RECURSO DE REVISTA EM FACE DE DECISÃO PUBLICADA ANTES DA VIGÊNCIA DA LEI Nº 13.015/2014. JUSTA CAUSA. MAU PROCEDIMENTO. MATÉRIA FÁTICA. A Corte Regional valorou o conjunto da prova e, no exercício do livre convencimento motivado (art. 131, CPC), asseverou que "a prova testemunhal mostra-se importantíssima para o deslinde da controvérsia e deve levar em consideração o principio da imediatidade, pois é na audiência instrutória que o Juiz tem condições de avaliar reações e as emoções das partes e das testemunhas diante dos questionamentos efetuados, os quais servem de base para a formação do seu convencimento." Concluiu, assim, "que a ré agiu com excessivo rigor em relação à ruptura contratual da autora.". Nesse contexto, para se chegar a conclusão diversa, seria necessário o revolvimento dos fatos e das provas, o que é inviável em sede de recurso de natureza extraordinária pela incidência da Súmula nº 126 do TST. Recurso de revista de que não se conhece.

HORAS EXTRAS. CARGO DE CONFIANÇA. O recurso de revista, no particular, encontra-se amparado tão somente em divergência jurisprudencial. Todavia, revelam-se inespecíficos os arestos colacionados ao cotejo, porquanto abordam premissas fáticas diversas das delineadas no acórdão recorrido. Incidência da Súmula nº 296 do TST. Recurso de revista de que não se conhece.

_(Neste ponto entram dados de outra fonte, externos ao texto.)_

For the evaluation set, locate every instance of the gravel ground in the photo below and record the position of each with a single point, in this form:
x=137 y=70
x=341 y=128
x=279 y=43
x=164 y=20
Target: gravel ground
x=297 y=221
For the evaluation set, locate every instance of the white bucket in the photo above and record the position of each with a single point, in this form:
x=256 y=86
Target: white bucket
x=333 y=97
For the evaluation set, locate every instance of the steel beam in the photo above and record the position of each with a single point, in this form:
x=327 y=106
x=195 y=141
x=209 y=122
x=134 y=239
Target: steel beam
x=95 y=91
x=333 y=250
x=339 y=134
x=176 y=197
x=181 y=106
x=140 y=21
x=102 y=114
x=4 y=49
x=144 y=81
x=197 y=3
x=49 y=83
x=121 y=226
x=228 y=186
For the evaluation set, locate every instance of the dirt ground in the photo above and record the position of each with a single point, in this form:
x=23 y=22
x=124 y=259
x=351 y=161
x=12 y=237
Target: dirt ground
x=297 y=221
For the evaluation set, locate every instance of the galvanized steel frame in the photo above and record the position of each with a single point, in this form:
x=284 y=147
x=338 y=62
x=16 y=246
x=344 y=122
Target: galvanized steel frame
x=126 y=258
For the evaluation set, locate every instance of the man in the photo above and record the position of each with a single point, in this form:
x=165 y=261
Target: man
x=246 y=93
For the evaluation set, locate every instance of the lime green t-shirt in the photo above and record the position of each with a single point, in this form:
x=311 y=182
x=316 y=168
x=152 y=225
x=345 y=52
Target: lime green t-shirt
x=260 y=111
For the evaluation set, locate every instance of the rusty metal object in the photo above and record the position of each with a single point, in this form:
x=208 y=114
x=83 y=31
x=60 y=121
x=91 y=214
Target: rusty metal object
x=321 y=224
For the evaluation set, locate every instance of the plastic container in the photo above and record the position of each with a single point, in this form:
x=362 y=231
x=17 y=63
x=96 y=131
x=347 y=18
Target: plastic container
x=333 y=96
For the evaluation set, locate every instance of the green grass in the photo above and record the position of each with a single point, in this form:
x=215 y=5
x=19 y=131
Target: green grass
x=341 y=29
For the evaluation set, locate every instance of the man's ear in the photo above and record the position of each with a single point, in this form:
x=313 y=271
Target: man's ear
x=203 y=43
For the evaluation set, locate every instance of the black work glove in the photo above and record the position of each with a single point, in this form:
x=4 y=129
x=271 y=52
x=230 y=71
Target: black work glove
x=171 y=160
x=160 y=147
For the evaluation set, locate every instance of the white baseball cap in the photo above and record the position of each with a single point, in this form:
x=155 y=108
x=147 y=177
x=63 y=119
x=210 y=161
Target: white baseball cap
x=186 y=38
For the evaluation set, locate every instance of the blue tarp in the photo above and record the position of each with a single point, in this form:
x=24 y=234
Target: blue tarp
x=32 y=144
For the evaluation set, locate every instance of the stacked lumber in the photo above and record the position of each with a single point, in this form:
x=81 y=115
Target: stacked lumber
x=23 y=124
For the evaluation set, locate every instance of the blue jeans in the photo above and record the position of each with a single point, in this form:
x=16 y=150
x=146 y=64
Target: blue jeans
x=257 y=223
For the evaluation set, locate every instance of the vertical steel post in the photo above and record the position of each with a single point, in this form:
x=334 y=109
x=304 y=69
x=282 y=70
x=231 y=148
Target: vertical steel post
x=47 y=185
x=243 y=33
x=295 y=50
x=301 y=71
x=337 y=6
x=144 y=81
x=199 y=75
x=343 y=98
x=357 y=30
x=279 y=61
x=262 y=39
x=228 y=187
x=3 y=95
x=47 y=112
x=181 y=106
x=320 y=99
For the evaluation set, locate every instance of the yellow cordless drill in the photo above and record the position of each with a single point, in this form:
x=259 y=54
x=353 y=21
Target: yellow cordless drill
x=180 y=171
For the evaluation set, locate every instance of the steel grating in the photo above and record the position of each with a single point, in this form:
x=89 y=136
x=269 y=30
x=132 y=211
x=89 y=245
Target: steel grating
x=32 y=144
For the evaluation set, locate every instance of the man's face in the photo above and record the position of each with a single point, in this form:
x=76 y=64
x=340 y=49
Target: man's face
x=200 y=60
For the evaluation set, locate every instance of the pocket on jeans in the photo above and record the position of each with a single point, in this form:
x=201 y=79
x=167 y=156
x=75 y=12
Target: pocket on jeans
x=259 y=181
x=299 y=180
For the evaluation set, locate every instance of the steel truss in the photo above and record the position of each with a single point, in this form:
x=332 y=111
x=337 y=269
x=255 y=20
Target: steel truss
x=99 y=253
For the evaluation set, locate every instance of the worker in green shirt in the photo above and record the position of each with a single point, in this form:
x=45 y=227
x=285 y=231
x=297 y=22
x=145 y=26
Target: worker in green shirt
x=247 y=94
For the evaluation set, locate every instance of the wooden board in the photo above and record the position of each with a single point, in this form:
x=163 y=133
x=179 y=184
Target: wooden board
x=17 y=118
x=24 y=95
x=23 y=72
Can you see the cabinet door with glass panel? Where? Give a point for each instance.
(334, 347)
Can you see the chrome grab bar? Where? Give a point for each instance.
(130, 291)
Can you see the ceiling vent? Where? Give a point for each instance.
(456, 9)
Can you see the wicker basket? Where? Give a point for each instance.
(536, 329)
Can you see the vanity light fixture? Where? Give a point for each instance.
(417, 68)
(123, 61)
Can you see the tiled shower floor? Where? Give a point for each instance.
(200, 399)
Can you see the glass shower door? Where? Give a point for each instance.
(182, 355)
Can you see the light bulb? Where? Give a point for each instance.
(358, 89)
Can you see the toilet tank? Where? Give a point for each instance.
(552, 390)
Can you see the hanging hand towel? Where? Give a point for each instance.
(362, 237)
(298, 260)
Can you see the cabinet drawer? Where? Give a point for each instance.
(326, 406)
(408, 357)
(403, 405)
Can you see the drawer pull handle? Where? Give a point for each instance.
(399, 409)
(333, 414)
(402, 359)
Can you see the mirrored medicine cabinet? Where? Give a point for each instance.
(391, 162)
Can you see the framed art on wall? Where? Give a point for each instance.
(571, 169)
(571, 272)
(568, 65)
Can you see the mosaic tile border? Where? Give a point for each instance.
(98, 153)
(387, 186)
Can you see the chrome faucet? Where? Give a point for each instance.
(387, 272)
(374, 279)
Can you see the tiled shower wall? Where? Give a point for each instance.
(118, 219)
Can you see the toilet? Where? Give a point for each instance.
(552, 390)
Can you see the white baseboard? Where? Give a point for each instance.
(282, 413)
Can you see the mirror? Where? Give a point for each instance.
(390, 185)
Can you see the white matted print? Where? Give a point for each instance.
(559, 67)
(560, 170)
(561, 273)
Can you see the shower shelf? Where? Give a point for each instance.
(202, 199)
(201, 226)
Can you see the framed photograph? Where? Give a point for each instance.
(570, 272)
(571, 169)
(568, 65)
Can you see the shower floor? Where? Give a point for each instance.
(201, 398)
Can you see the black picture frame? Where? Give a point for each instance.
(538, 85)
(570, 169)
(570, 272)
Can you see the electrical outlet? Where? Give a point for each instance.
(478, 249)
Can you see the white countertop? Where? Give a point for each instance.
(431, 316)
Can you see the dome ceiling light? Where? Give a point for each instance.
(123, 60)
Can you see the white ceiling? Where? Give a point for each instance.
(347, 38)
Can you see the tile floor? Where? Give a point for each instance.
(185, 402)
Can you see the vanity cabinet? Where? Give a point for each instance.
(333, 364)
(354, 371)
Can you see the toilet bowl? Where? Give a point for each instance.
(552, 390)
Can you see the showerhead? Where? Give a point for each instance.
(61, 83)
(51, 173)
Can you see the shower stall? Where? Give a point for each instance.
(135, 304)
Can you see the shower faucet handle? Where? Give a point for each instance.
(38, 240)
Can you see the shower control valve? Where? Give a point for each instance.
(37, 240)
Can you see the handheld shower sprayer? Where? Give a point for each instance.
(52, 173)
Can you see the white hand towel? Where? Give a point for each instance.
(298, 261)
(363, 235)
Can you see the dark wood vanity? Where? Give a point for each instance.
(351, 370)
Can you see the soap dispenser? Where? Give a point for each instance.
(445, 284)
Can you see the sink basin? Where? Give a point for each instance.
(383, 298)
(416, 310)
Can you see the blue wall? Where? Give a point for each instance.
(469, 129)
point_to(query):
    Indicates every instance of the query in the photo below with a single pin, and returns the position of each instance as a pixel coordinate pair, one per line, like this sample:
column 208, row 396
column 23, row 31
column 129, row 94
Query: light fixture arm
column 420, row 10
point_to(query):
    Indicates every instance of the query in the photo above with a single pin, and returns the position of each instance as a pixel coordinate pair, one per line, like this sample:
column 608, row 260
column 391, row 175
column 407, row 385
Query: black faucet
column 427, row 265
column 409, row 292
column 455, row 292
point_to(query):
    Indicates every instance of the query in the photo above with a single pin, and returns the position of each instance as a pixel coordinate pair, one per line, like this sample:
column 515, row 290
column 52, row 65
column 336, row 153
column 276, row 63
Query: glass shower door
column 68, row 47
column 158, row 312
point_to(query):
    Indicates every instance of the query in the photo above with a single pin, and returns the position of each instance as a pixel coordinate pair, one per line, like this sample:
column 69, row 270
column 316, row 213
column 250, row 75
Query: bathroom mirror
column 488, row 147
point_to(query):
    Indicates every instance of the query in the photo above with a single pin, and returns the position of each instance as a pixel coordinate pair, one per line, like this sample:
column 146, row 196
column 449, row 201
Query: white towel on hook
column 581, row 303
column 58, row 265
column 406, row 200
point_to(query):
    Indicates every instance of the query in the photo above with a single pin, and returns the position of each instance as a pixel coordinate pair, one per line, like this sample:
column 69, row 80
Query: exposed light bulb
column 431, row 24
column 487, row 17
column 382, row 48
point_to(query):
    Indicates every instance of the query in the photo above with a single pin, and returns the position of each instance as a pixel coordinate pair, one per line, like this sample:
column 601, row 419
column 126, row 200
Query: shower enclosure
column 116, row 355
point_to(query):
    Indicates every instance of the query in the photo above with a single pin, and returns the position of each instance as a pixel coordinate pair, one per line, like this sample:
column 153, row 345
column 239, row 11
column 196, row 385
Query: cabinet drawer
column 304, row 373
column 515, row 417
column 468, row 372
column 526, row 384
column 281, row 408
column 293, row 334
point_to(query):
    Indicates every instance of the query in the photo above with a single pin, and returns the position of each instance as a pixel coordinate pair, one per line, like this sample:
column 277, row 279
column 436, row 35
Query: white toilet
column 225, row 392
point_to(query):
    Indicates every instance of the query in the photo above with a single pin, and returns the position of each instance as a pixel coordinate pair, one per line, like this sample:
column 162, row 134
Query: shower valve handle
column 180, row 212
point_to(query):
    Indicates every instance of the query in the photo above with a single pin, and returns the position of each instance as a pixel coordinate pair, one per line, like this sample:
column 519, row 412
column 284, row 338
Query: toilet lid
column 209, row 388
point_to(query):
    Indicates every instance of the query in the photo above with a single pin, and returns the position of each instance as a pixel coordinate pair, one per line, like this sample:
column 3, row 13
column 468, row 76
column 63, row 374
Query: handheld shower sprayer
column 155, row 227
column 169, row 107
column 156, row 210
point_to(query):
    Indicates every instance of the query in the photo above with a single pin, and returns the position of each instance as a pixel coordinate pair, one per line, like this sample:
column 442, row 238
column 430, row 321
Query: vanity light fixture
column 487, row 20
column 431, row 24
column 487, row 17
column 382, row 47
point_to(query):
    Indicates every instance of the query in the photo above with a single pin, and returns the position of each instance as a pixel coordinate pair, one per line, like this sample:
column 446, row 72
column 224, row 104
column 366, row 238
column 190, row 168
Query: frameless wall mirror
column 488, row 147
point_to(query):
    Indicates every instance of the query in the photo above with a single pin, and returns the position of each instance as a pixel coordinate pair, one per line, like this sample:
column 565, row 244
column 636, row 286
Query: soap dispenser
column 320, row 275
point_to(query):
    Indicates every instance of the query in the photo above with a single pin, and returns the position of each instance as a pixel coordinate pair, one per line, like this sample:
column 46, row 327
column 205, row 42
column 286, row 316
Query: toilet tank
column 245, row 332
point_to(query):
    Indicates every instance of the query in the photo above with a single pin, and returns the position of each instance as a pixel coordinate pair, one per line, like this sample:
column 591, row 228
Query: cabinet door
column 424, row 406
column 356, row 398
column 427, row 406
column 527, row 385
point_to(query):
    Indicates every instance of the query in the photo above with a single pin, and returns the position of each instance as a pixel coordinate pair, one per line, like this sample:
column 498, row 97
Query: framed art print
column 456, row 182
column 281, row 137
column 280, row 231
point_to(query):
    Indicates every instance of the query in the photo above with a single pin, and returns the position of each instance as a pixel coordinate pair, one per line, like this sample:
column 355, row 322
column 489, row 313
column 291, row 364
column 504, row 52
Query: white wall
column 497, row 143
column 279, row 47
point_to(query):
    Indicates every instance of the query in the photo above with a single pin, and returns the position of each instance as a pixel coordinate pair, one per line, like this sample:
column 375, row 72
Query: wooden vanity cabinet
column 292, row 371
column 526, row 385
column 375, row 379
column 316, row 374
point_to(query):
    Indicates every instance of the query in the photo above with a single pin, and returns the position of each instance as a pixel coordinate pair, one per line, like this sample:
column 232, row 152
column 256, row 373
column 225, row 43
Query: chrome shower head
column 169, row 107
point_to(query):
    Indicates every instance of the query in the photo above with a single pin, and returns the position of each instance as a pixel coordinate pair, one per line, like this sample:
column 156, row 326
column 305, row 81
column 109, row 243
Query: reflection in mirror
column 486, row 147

MULTA DO ARTIGO 477 DA CLT. PAGAMENTO DAS VERBAS RESCISÓRIAS EFETUADO NO PRAZO LEGAL. HOMOLOGAÇÃO TARDIA. A jurisprudência do Tribunal Superior do Trabalho é no sentido de que a multa prevista no artigo 477, § 8º, da CLT refere-se à mora no pagamento das parcelas rescisórias, de modo que a homologação posterior ao decurso do prazo estabelecido no § 6º não pode ser considerada como fato gerador de aplicação da aludida penalidade. Precedentes. Recurso de revista de que se conhece e a que se dá provimento.

DANO MORAL. REVERSÃO DA JUSTA CAUSA EM JUÍZO. ALEGADO MAU PROCEDIMENTO NÃO COMPROVADO. ABUSIVIDADE DO EMPREGADOR. A ocorrência de dispensa por justa causa não enseja, por si só, o pagamento de indenização por dano moral. Há de ser comprovada que na conduta incorreu o empregador em abuso de direito de modo a ofender a honra, imagem ou dignidade do trabalhador. No caso, o Tribunal Regional, soberano na análise do conjunto fático-probatório, concluiu pela abusividade do ato do empregador, ao fundamento de que "a prova testemunhal é convincente no sentido de corroborar as assertivas da autora acerca da matéria, denotando até mesmo espécie de falsa imputação de justa causa pelo empregador, tomando um fato isolado e de menor proporção para impor o desligamento motivado, com o conhecimento por terceiros de forma a manchar a imagem profissional da trabalhadora." A decisão está amparada na valoração dos elementos de prova, além da demonstração de dano. Entendimento diverso ensejaria, assim, revolvimento de fatos e provas, procedimento obstado nesta instância extraordinária, a teor da Súmula nº 126 do TST. Recurso de revista de que não se conhece.

DANOS MORAIS. VALOR DA INDENIZAÇÃO. IMPUGNAÇÃO GENÉRICA. A alegação genérica de que o valor arbitrado para a indenização por danos morais não atende aos princípios da razoabilidade e da proporcionalidade não se coaduna com a natureza especial do recurso de revista. É necessário que a parte indique, de modo fundamentado, em que pontos os critérios utilizados pela Corte Regional não foram aplicados ou mensurados corretamente e as razões pelas quais considera que o valor fixado não corresponde à extensão do dano. Não observada essa exigência, mostra-se inviável a constatação de afronta ao dispositivo pertinente (artigo 944, parágrafo único, do Código Civil). Precedentes desta Turma. Recurso de revista de que não se conhece.

MULTA CONVENCIONAL. O apelo está fundamentado em divergência jurisprudencial. Contudo, o único aresto transcrito desserve à comprovação de dissenso pretoriano por não indicar a fonte oficial de publicação, nem o repositório autorizado de jurisprudência de onde foi extraído. Incidência da Súmula nº 337, I, "a", do TST. Recurso de revista de que não se conhece.